I gritted my teeth and pulled away from the touch that threatened to break me. "I'm fine. Stop asking me that." My heart was already broken, and being mean to her—when I never dared to before—was so easy now. None of it mattered anyway. Joe is my one-way ticket away from her, my father—that house—basically anything that would remind me of Gio.
Mom stiffened, squaring her shoulders. "Have you said hello to your future in-laws?" She raised a brow.
"Of course. They're really nice. I don't know why you don't like them."

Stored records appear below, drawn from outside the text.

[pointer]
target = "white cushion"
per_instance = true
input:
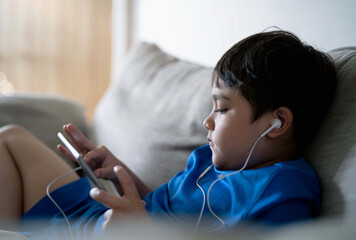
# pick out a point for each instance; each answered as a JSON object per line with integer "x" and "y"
{"x": 151, "y": 117}
{"x": 333, "y": 152}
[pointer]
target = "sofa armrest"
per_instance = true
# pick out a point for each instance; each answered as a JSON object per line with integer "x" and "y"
{"x": 43, "y": 115}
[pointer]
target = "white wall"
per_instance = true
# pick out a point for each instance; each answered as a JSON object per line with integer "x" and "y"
{"x": 202, "y": 30}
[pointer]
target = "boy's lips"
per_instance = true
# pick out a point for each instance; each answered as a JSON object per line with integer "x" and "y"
{"x": 210, "y": 142}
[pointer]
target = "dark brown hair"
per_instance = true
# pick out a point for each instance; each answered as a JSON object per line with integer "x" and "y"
{"x": 274, "y": 69}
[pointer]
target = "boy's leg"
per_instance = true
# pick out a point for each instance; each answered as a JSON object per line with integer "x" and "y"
{"x": 27, "y": 166}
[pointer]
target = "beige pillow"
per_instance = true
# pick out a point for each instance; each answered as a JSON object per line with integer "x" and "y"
{"x": 333, "y": 152}
{"x": 151, "y": 117}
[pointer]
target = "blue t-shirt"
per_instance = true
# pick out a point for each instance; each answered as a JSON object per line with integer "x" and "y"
{"x": 284, "y": 192}
{"x": 280, "y": 193}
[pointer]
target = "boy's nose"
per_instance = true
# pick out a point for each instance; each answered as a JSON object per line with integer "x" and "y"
{"x": 208, "y": 123}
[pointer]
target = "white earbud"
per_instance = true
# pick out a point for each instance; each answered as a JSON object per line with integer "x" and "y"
{"x": 276, "y": 123}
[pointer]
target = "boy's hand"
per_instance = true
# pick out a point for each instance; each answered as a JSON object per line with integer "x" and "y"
{"x": 122, "y": 209}
{"x": 99, "y": 159}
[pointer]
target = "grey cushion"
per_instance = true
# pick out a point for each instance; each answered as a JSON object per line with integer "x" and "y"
{"x": 43, "y": 115}
{"x": 151, "y": 117}
{"x": 333, "y": 152}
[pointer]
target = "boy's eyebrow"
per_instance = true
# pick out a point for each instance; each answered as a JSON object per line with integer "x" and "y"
{"x": 219, "y": 96}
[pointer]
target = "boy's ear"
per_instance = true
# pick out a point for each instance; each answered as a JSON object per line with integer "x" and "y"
{"x": 285, "y": 115}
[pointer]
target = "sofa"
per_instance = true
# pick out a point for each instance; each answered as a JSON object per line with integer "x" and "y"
{"x": 151, "y": 118}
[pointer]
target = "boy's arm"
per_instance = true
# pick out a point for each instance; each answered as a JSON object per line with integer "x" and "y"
{"x": 122, "y": 209}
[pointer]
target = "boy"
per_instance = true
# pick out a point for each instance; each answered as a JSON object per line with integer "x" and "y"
{"x": 270, "y": 94}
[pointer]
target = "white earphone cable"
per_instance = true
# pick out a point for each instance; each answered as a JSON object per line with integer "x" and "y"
{"x": 54, "y": 202}
{"x": 221, "y": 176}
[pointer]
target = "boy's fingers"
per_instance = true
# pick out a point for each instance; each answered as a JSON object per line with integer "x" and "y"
{"x": 128, "y": 186}
{"x": 63, "y": 150}
{"x": 106, "y": 198}
{"x": 81, "y": 143}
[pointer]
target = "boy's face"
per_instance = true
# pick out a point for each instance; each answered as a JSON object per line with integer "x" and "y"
{"x": 231, "y": 130}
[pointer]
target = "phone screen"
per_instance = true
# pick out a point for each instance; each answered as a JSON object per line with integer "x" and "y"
{"x": 88, "y": 172}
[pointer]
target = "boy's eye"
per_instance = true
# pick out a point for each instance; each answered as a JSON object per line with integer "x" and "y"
{"x": 220, "y": 110}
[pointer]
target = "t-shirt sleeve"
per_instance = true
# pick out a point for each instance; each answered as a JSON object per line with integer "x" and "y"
{"x": 289, "y": 196}
{"x": 285, "y": 212}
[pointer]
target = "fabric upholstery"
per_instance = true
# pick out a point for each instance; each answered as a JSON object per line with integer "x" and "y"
{"x": 333, "y": 152}
{"x": 151, "y": 117}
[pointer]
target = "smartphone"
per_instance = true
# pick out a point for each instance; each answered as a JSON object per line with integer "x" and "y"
{"x": 88, "y": 172}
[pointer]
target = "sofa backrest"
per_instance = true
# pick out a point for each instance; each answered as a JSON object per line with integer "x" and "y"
{"x": 333, "y": 152}
{"x": 152, "y": 116}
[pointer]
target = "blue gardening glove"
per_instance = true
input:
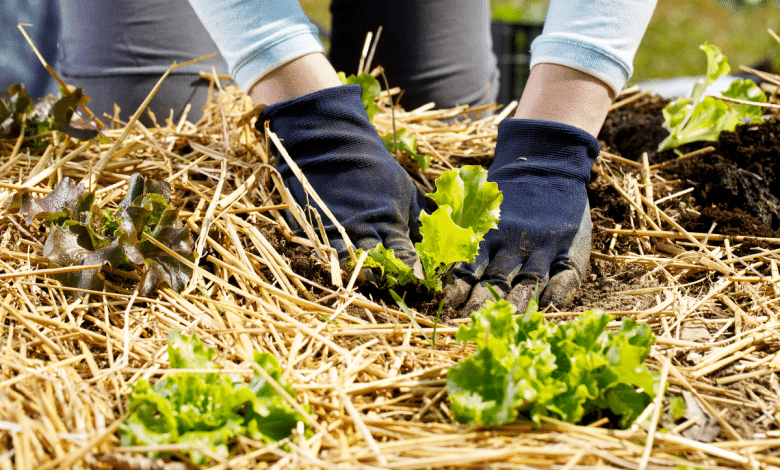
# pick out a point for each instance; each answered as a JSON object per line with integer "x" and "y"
{"x": 329, "y": 136}
{"x": 542, "y": 244}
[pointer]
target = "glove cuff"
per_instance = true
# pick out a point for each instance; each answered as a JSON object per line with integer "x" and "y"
{"x": 322, "y": 106}
{"x": 546, "y": 146}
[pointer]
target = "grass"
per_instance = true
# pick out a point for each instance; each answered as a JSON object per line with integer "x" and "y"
{"x": 670, "y": 47}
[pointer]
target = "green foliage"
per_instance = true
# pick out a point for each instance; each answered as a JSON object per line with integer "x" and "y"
{"x": 468, "y": 208}
{"x": 207, "y": 410}
{"x": 677, "y": 407}
{"x": 701, "y": 118}
{"x": 22, "y": 110}
{"x": 371, "y": 90}
{"x": 82, "y": 234}
{"x": 561, "y": 370}
{"x": 526, "y": 12}
{"x": 402, "y": 141}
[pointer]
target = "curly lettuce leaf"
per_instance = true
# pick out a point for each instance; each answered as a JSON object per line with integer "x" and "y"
{"x": 703, "y": 118}
{"x": 371, "y": 90}
{"x": 475, "y": 201}
{"x": 207, "y": 410}
{"x": 562, "y": 370}
{"x": 468, "y": 209}
{"x": 402, "y": 141}
{"x": 82, "y": 234}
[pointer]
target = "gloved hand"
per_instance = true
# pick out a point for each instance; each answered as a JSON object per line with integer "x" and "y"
{"x": 542, "y": 244}
{"x": 329, "y": 136}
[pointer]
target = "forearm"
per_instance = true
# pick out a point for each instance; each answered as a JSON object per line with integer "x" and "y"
{"x": 583, "y": 59}
{"x": 257, "y": 38}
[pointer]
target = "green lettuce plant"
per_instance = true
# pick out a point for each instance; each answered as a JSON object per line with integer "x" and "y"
{"x": 204, "y": 409}
{"x": 703, "y": 118}
{"x": 561, "y": 370}
{"x": 468, "y": 207}
{"x": 398, "y": 141}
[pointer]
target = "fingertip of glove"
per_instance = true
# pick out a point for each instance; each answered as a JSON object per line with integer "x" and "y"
{"x": 522, "y": 294}
{"x": 561, "y": 289}
{"x": 479, "y": 295}
{"x": 456, "y": 294}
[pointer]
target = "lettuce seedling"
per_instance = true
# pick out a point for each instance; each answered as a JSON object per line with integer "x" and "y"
{"x": 468, "y": 207}
{"x": 561, "y": 370}
{"x": 703, "y": 118}
{"x": 371, "y": 90}
{"x": 20, "y": 112}
{"x": 207, "y": 410}
{"x": 82, "y": 234}
{"x": 402, "y": 141}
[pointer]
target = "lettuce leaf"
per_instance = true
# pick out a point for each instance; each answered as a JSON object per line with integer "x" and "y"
{"x": 207, "y": 410}
{"x": 562, "y": 370}
{"x": 82, "y": 234}
{"x": 468, "y": 209}
{"x": 371, "y": 90}
{"x": 701, "y": 118}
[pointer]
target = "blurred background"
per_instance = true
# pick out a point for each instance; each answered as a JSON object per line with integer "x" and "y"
{"x": 669, "y": 49}
{"x": 671, "y": 46}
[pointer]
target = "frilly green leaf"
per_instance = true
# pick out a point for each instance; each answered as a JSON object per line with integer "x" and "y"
{"x": 207, "y": 409}
{"x": 703, "y": 118}
{"x": 562, "y": 370}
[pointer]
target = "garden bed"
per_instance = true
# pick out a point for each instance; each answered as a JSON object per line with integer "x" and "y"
{"x": 699, "y": 266}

"I just don't . . . I never liked Marissa," she laughed. "I'm allowed—Hi! So glad you could make it." She nodded, waving to some people I didn't know. "That's Luke and his wife, Elena," she whispered in my ear. "Smile."
After they embraced my mother, Luke and Elena came over to hug and kiss my cheek, congratulate me, and I still had no idea who they were—Elena looked vaguely familiar, though. I bet she attends those purse parties my mother throws.
When they left, I turned to Mom. "Head of the Jersey family," she whispered.
"Oh . . ." I blinked. "Wow. Why are they here?"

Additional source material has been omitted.